Working with my APC SmartUPS SC 620, this power supply was stable at loads up to 350 watts when powered by the mains and up to 334 watts when powered by the batteries. They had no problems switching to the UPS’s batteries and the UPS was stable.
Output Voltage Stability
The +12V voltage is near ideal. The +5V and +3.3V are not that stable, but do not deflect more than 4%, anyway.
Output Voltage Ripple
The output voltage ripple is within the permissible limits except for occasional spikes which are not going to affect the stability of the PSU (especially as they are partially due to the somewhat inadequate reaction of my inexpensive digital oscilloscope to the high-frequency signal constituents).
The PSU is cooled by a 140mm fan from Globe Fan. It is an ordinary thing with a 2-pin connection. The abundance of cables you see in the photo is due to the two-color highlighting.

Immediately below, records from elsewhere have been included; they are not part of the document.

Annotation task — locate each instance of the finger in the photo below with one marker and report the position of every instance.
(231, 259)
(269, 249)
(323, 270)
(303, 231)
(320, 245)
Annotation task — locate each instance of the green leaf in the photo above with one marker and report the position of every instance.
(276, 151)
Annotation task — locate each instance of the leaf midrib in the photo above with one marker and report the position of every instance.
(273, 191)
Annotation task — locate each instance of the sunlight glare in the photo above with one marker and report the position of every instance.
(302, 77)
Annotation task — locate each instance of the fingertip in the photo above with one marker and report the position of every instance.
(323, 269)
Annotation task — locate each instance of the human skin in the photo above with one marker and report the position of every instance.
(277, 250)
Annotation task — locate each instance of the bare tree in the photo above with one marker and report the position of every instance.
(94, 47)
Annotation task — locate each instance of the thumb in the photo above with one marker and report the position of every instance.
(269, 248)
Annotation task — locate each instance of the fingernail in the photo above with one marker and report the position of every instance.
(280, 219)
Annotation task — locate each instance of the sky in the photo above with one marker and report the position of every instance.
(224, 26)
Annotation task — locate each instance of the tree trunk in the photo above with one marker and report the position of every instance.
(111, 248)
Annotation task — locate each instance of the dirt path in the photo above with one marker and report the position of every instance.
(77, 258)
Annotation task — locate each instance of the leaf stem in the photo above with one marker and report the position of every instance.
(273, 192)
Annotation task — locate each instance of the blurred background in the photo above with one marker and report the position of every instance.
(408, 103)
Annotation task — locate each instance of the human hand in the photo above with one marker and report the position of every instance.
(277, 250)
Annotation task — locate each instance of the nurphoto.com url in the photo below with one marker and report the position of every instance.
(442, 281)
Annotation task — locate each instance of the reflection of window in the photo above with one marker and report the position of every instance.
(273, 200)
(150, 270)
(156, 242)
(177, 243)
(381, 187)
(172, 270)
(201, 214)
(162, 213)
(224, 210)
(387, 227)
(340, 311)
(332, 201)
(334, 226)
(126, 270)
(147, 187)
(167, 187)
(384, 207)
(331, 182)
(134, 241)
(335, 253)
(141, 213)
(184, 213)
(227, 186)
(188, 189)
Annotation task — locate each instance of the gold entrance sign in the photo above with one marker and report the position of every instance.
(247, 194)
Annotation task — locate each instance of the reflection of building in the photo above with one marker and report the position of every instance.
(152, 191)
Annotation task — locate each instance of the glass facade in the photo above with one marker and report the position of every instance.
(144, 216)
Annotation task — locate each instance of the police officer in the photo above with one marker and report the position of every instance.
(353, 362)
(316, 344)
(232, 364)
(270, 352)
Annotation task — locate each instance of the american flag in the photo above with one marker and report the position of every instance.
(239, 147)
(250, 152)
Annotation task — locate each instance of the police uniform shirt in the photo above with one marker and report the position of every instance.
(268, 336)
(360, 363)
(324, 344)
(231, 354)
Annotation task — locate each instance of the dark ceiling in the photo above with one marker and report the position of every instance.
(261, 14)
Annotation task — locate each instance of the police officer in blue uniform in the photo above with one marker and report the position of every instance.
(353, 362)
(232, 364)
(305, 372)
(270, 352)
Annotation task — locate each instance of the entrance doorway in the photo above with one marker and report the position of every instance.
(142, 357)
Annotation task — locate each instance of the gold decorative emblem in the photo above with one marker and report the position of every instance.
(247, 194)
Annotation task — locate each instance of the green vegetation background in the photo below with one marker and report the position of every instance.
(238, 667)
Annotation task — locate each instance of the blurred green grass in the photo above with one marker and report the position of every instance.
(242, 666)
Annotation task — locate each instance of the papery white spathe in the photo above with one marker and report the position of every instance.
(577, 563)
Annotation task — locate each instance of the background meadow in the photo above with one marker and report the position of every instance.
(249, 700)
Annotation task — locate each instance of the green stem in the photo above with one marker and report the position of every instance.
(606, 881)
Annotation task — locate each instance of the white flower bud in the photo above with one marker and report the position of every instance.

The speed of the fan does not change much until a load of 700 watts, being barely above 750 RPM. Then the fan begins to accelerate but does not reach 1000 RPM even at full load. The power supply is going to speed up its fan sooner in a computer with a top PSU compartment, being warmed up by the hot air from the CPU and graphics card, yet the LZ-850 can be considered a very quiet model anyway.
The noiselessness comes at the expense of temperature. Although cool under low loads, the PSU can heat the passing air up by 15°C and more when under high loads. This is yet another reason for choosing a system case with a bottom position of the PSU for a top-end PC configuration because this ensures better cooling for the PSU as well as for the rest of components.
Efficiency and Power Factor
The PSU is up to 87% efficient. Its efficiency at full load is 84%. This is a good, although not record-breaking, result.
Although the standby source is rated for a current of 5 amperes, its voltage drops below the permissible bottom limit (4.75 volts) as soon as 3.5 amperes. Most other PSUs, although limited to a max current of 3.5 amperes, deliver a voltage of 4.9 volts at that load. The LZ-850 is inferior to them in this respect.
The good news about the Kingwin LZ-850 is that it has a very quiet fan which is faster than 800 RPM at high loads only (such loads can occur but rarely even in a gaming computer with a couple of graphics cards). The downside is that, although the standby source is rated for a high current, it is really inferior to most opponents with lower current ratings. This drawback can show up in systems with huge amounts of system memory (it is powered by the standby source in Suspend-to-RAM mode) or with a large number of devices powered by USB in sleep mode, which is not a typical scenario.
Otherwise, the Kingwin Lazer LZ-850 is yet another high-quality, stable and even beautiful (in a system case with windows) high-wattage power supply.